I know this might be a really naive question, but I’m new to these topics. Any help is very much appreciated. Thank you, guys.
Suppose $f:M\to N$ is a smooth map between smooth manifolds. This gives us the tangent map between tangent bundles $Tf:TM\to TN$. At a fiberwise level this restricts, for each $x\in M$, to a map $Tf_x:T_xM\to T_{f(x)}N$. The notation is far from standardizes; although I prefer $Tf$ and $Tf_x$ (or $T_xf$), other notations include $df$ and $df_x$ (or $d_xf$ or $df(x)$), or $Df$ and $Df_x$ (or $D_xf$ or $Df(x)$), or $\phi_*$ and $\phi_{*,x}$ etc. Basically, anything which reminds you of a derivative. Names for this include ‘tangent map’ (which is the one I prefer), or ‘differential’, or ‘pushforward’.
Once we have this notion, given any vector field $X$ (recall, one way of defining this is as a smooth map $X:M\to TM$ such that $\pi_M\circ X=\text{id}_M$, i.e a section of the tangent bundle), if we have a diffeomorphism $f:M\to N$, then we can define a new vector field $f_*X$ on $N$, called the pushforward of $X$ by/under/via $f$. The definition is $f_*X:= Tf\circ X\circ f^{-1}$ (draw a commutative diagram so you know where everything is… this is a ‘left-up-right’ movement of the arrows).

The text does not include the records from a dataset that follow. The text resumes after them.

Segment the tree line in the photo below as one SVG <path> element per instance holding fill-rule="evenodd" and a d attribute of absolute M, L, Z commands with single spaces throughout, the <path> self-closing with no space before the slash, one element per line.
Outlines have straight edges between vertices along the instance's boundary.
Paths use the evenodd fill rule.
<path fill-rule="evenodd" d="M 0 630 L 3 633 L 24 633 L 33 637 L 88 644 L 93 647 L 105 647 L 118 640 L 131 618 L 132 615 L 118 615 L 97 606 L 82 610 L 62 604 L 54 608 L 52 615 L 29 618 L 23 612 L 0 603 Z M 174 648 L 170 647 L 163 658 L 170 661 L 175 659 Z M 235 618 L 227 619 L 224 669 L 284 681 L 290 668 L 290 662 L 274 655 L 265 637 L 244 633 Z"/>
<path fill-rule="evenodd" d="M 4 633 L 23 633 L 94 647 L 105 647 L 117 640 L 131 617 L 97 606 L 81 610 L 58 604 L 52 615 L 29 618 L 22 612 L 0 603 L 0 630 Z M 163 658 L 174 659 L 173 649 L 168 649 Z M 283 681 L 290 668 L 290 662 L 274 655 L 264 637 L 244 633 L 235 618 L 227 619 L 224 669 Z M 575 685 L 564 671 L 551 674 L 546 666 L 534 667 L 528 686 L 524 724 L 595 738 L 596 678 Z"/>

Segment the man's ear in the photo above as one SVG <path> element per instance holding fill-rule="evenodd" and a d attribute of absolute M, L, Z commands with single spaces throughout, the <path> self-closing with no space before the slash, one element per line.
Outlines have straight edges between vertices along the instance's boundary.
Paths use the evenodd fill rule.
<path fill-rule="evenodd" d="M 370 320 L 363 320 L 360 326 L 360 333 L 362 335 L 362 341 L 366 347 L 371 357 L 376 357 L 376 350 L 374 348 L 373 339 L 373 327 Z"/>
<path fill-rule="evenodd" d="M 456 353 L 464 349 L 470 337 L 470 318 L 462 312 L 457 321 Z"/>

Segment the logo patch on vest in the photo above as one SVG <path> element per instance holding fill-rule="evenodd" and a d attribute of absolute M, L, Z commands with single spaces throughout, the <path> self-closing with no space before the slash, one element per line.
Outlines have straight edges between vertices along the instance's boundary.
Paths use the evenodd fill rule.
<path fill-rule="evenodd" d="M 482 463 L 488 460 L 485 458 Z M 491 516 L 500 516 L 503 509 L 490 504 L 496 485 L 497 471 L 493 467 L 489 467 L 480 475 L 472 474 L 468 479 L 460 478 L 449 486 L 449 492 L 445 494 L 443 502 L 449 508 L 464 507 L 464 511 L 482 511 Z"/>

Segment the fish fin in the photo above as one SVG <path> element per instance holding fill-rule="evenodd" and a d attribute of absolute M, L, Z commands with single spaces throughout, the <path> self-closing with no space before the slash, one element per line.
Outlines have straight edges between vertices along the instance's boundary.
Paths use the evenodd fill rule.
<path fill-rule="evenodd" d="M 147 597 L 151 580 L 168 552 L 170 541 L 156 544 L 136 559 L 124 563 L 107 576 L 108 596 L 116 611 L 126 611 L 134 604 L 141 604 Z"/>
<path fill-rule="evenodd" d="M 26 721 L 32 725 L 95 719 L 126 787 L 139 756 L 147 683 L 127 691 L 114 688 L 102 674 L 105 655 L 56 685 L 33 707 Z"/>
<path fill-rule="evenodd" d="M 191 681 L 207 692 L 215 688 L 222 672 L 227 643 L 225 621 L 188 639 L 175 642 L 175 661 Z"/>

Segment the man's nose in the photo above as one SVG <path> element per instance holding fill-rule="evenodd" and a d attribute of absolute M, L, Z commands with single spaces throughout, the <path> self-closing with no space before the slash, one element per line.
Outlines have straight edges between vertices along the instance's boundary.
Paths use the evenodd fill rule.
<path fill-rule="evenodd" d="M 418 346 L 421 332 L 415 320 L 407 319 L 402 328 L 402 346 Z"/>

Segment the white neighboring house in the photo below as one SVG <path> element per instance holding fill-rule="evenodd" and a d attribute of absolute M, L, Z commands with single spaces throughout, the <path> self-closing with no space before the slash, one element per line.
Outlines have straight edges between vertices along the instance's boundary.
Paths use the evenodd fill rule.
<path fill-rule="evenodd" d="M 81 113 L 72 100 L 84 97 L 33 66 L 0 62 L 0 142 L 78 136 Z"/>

If you write this out pointwise, then for each $y\in N$, we are assigning the vector \begin{align} (f_*X)_y:=Tf_{f^{-1}(y)}\left(X_{f^{-1}(y)}\right)\in T_yN, \end{align} or equivalently (since $f$ is a diffeomorphism), for each $x\in M$, $(f_*Y)_{f(x)}=Tf_x\left(X_x\right)\in T_{f(x)}N$.
Just extra FYI: given a diffeomorphism $f:M\to N$ and a smooth vector field $Y$ on $N$, we can define a vector field $f^*Y$ on $M$, called the pullback of $Y$ under $f$, \begin{align} f^*Y:=(f^{-1})_*Y=T(f^{-1})\circ Y\circ f=(Tf)^{-1}\circ Y\circ f. \end{align}
The condition for left-invariance of a vector field $X$ on a Lie group $G$ is then that for each $g\in G$, we require $(L_g)_*X=X$. It is equivalent to say that for all $g\in G$, $(L_g)^*X=X$.
For right-invariance, simply replace $L_g$ with $R_g$, the right-multiplication by $g$.